Note: all examples use simulated = TRUE parameter for tasks to skip validation with a real Posit Connect server. In actual usage, this value should be FALSE (the default) instead.

When defining a Connect Task, you must specify the content guid, and access details to the Connect Server.

Access details are identical to those required by connectapi::connect(), as this is what is used under the hood. Most importantly, you should be using environment variables to manage the access details.

It is highly recommended to use the following environment variable, as they are the default expected by this package, as well as connectapi and pins.

CONNECT_SERVER = https://connect.example.com
CONNECT_API_KEY = your-api-key
task0 <- connect_task("be4e0fe3-ab35-4f07-bc8e-cd5d4a7b8452", simulated = TRUE)

Of course, you may define your own options to these parameters as you desire.

task0 <- connect_task(
  "be4e0fe3-ab35-4f07-bc8e-cd5d4a7b8452",
  server = Sys.getenv("CONNECT_HOST"),
  api_key = Sys.getenv("CONNECT_KEY"),
  simulated = TRUE
)

task0
#> ConnectTask: 
#>   GUID: simulated_be4e0fe3-ab35-4f07-bc8e-cd5d4a7b8452 
#>   Name: be4e0fe3-ab35-4f07-bc8e-cd5d4a7b8452 
#>   Trigger Rule: all_success 
#>   App Mode: simulation 
#>   Status: Pending 
#>   Upstream Tasks: 0 
#>   Downstream Tasks: 0

When using non-simulated tasks, the name of the task will be the title of the content on Connect.

Multiple Servers

It is perfectly valid for a single DAG to run tasks hosted in separate servers. As long as the appropriate credentials are passed when defining the DAG, then you may use any number of separate servers and/or API keys for the tasks.

Simulated Tasks

Simulated tasks are Connect Task environments that do not make any attempt to communicate with a Connect Server. They therefore skip validation with the server and assume the guid provided will also be the name of the task.

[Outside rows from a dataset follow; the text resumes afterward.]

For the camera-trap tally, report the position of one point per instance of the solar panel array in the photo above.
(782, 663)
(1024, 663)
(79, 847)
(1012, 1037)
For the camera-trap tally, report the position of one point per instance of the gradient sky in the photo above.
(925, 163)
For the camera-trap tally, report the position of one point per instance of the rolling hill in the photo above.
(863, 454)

There are two ways to create simulated tasks. The simplest way is to use the simulated = TRUE parameter when calling connect_task(). Tasks created this way will also immediately evaluate as Succeeded when you run task_run() on it.

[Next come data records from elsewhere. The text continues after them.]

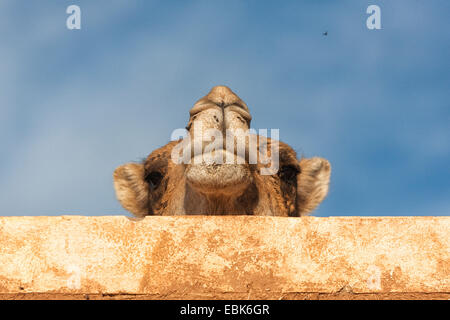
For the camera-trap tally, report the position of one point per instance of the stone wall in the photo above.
(235, 257)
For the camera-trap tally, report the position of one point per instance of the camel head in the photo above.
(221, 167)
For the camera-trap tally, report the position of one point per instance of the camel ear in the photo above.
(131, 189)
(312, 183)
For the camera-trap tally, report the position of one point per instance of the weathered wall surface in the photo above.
(238, 257)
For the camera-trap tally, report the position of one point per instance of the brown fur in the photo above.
(158, 186)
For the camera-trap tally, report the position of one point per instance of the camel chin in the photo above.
(207, 175)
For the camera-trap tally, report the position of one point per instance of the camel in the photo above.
(164, 185)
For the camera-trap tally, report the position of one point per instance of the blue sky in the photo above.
(76, 104)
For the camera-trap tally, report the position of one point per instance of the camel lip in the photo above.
(217, 157)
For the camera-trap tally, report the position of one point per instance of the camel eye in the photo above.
(154, 179)
(288, 173)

The second way is to use the sim_task() function. This function does not have Connect access parameters, and adds an additional parameter called fail_prob. This new parameter allows you to define a random chance for the task to fail. The value is set between 0 and 1, where 0 is always fail, and 1 is always succeed.

connect_sim <- sim_task("some_task", fail_prob = 0.5)

Tasks with a random chance to fail are useful when you want to see various scenarios of a DAG run. Outside of that use case, however, are otherwise useless.